Do you want to understand him better and communicate with him? Try to remember how you, at their age, went through these changes that seemed at least surprising to you. Also remember that the physical changes were accompanied by strange moods: maybe you cried for no reason or, on the contrary, contradicted everyone.
Or you wanted to be independent and not have to account for every minute spent on the way home from school, maybe you wanted to have the rights of an adult with… the responsibilities of a child at the same time.
Use a calm tone
Many teenagers find it difficult to open their souls or they tend to isolate themselves from their parents, to close the door of their room in order to have some privacy. Don’t force things, be open and understanding. Be patient and keep telling him/her that you love him/her because you know him/her best and he/she will find the help he/she needs from you. It’s nice to see how they get the shape of big people, that you have smart interlocutors when you talk to them about what concerns them, but you feel how hard it is for them to cope with the inconveniences that they produce, for example, the pimples that appear without number and spoiling the once velvety skin.
Talk to your daughter about the changes of puberty, including menstruation. By age 12, boys should learn about erections and pollution. The clearer the explanations are, the less anxiety will decrease when these manifestations appear.
Nowadays, teenagers can come into contact very easily with a lot of information about what puberty means and the changes inherent in this period.
Hormonal changes, followed by changes in the set of values and interests, in the reorientation of attention from the family group to the group of friends and the continuous and ambivalent process of making the transition from the stage of dependence to the stage of autonomy are defining this period. As a parent, you need to know some important things to cope well with this period by staying close to your child.

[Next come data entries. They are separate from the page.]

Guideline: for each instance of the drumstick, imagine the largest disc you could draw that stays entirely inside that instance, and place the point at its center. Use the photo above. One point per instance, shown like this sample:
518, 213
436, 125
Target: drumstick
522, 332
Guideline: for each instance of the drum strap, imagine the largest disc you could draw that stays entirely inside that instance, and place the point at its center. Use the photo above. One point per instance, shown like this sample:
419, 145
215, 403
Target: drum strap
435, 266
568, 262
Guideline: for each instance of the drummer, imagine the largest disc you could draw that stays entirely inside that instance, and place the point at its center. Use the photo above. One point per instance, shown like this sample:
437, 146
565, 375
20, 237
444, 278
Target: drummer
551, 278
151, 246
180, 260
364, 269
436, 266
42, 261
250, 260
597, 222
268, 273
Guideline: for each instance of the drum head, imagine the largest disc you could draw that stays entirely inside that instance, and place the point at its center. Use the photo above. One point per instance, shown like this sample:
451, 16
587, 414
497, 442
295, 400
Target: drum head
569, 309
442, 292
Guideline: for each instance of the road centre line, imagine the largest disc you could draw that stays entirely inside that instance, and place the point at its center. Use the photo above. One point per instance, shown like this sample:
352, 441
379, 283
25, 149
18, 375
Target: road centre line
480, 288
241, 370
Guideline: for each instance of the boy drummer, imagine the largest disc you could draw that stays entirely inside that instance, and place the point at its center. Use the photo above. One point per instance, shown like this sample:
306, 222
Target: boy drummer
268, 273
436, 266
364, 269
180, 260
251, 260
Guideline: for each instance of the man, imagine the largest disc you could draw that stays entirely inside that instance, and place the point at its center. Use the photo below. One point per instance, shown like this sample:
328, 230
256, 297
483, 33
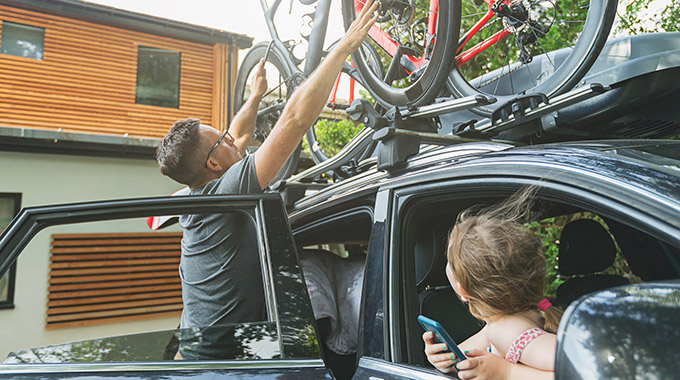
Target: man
219, 267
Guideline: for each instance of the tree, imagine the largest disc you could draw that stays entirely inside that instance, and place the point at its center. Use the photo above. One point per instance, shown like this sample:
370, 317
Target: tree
648, 16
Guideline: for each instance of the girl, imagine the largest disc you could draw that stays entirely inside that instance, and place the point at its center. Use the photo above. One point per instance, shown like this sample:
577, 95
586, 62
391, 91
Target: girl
498, 268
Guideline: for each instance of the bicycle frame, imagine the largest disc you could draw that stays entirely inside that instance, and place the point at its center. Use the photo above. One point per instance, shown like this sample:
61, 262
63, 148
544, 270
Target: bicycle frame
315, 50
472, 52
384, 40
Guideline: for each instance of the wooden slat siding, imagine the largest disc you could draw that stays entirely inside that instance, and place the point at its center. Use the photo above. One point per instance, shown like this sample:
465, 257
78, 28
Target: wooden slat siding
86, 81
106, 278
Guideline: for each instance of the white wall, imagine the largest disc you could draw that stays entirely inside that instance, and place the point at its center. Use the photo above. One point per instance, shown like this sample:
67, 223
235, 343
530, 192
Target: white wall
49, 179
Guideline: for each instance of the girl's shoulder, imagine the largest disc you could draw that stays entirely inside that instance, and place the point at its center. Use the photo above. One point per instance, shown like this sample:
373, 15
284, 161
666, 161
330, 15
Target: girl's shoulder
504, 331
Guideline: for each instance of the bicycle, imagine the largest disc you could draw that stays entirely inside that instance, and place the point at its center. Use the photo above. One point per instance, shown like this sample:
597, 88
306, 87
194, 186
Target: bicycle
413, 51
518, 30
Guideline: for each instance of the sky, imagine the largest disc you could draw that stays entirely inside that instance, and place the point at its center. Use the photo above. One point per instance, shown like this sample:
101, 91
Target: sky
246, 16
238, 16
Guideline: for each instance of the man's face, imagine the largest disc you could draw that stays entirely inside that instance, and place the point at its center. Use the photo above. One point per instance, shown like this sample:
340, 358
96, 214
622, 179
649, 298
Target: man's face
225, 153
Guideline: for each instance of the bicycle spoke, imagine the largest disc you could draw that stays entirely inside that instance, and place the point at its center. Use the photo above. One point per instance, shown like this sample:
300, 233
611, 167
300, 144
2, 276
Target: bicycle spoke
497, 79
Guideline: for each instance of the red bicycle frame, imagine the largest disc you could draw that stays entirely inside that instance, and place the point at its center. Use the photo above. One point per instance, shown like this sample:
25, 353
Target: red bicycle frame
385, 41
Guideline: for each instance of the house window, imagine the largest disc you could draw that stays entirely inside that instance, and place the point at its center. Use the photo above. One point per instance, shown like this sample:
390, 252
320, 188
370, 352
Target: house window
9, 207
158, 77
113, 277
22, 40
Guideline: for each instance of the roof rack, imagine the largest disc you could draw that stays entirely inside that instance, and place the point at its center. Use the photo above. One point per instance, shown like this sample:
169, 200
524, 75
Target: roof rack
399, 133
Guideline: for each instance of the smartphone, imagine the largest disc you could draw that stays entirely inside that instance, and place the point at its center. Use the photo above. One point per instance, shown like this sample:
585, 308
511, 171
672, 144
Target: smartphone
269, 48
441, 336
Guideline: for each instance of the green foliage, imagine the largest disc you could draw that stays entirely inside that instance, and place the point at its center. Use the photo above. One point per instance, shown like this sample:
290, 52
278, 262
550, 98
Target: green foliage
563, 23
649, 16
333, 135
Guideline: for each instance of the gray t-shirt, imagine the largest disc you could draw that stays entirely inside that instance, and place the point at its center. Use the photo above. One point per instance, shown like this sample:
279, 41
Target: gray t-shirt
220, 264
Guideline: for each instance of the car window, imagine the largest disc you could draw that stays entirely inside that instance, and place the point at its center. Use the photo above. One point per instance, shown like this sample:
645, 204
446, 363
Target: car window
114, 287
622, 252
332, 251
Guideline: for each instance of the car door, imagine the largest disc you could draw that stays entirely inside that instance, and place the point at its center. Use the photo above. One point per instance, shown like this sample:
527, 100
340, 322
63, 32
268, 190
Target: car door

1. What you think is good for your child does not mean that it represents the good that he wants, says psychologist Cristina Sterie.
2. The child, now a teenager, needs to perceive that you trust him. Allow him to make his own decisions and bear the consequences of those decisions. Only in this way will he be able to become a responsible adult.
3. Be open to his questions and curiosities and talk to him about your personal experience, with friendship and as an equal. Life lessons and moralizing monologues are not attractive to the teenager.
4. Act as if you had an adult in front of you and ask for his opinion, involve him in decisions and take his opinions into account.
5. Treat puberty as a normal period, because it is just a stage of development that we have all experienced.